Maluku (15/11)-As an initial step to prepare the establishment of Marine Protected Area (MPA) network in Banda and Seram Seas, Maluku, the USAID Sustainable Ecosystems Advanced (SEA) Project initiated the Rapid Ecological Assessment (REA) for marine mammals in the area. The survey conducted by CTC in partnership with APEX Environmental was designed to address the data deficiency of cetacean migration pattern around Banda and Seram Seas which is crucial for future MPA network establishment in the target area. Covering 1,022 kilometers of track line from Ambon to the Banda Islands and West Seram, including Manipa Strait (which is a major marine corridor), the survey was completed in 11 days starting on 5-15 November 2016.

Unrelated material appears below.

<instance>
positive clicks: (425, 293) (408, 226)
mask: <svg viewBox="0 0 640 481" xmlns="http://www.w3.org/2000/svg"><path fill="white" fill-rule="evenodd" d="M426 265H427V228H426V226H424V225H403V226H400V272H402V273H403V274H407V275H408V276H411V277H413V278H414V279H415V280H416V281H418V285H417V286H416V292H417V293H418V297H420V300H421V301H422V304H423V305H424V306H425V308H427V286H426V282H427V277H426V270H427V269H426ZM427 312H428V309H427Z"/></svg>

The Banda-Seram Sea survey revealed that the area is a vital habitat for large cetaceans as a calving and nursing ground. The survey results also illustrate the connectivity of marine biodiversity between Banda and Seram Seas, and from a marine spatial planning perspective, between Indonesia’s Fisheries Management Areas (FMA) 714 and FMA 715. For certain migratory cetaceans, the connectivity is transboundary, between east Indonesia, Timor-Leste and Australia – especially among migratory species such as Blue and Sperm Whales. Thus, protecting the sea mammals and their local habitats is essential as they are directly linked with a much broader ecological horizon.

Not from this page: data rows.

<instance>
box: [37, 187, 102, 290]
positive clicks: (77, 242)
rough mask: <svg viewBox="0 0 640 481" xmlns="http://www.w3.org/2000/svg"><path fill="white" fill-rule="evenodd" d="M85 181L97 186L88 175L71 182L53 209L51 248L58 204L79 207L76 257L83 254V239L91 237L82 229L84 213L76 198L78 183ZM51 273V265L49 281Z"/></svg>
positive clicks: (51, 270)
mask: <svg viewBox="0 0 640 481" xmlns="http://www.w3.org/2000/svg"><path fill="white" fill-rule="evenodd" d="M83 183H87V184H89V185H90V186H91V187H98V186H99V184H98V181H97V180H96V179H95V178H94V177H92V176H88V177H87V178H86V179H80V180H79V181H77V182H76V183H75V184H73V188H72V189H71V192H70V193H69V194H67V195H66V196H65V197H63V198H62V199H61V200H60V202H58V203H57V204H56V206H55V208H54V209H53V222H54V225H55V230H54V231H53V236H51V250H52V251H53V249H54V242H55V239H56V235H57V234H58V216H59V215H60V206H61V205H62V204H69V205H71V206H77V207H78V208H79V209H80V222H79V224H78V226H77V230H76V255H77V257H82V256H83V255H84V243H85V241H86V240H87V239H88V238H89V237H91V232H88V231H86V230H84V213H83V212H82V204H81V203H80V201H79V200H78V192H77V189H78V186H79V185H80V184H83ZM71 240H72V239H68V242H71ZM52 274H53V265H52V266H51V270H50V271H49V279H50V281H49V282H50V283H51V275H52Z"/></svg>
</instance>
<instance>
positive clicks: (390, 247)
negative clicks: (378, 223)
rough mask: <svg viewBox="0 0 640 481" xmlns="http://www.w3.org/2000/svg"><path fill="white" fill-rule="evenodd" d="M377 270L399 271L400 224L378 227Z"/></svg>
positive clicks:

Benjamin Kahn, Director of APEX Environmental and the survey’s Lead Scientist and Team Leader, when presenting the REA results to a group of stakeholder, underscored the important ecological role of Banda and Seram Seas for 16 species of marine mammals. The area, as he explained, is the migratory end-point for the endangered Blue Whales – that swim to east Indonesia from the sub-Antarctic convergence zone, south of Australia.
A total of 49 sightings were recorded, resulting in a minimal animal count of 1,771 individuals from 16 species of whales, dolphins and dugong. Blue Whales were the most frequently sighted large cetacean. Another important component of survey was the threat assessment for marine mammals. The main and immediate threat was the numerous plastic trash fields found along all the survey routes. Interactions between marine mammals and other ocean industries (shipping, oil and gas, fisheries, and tourism) are also planned to be part of a longer-term threat assessment. The current REA has identified the Banda-Seram Seas as a marine mammal conservation priority.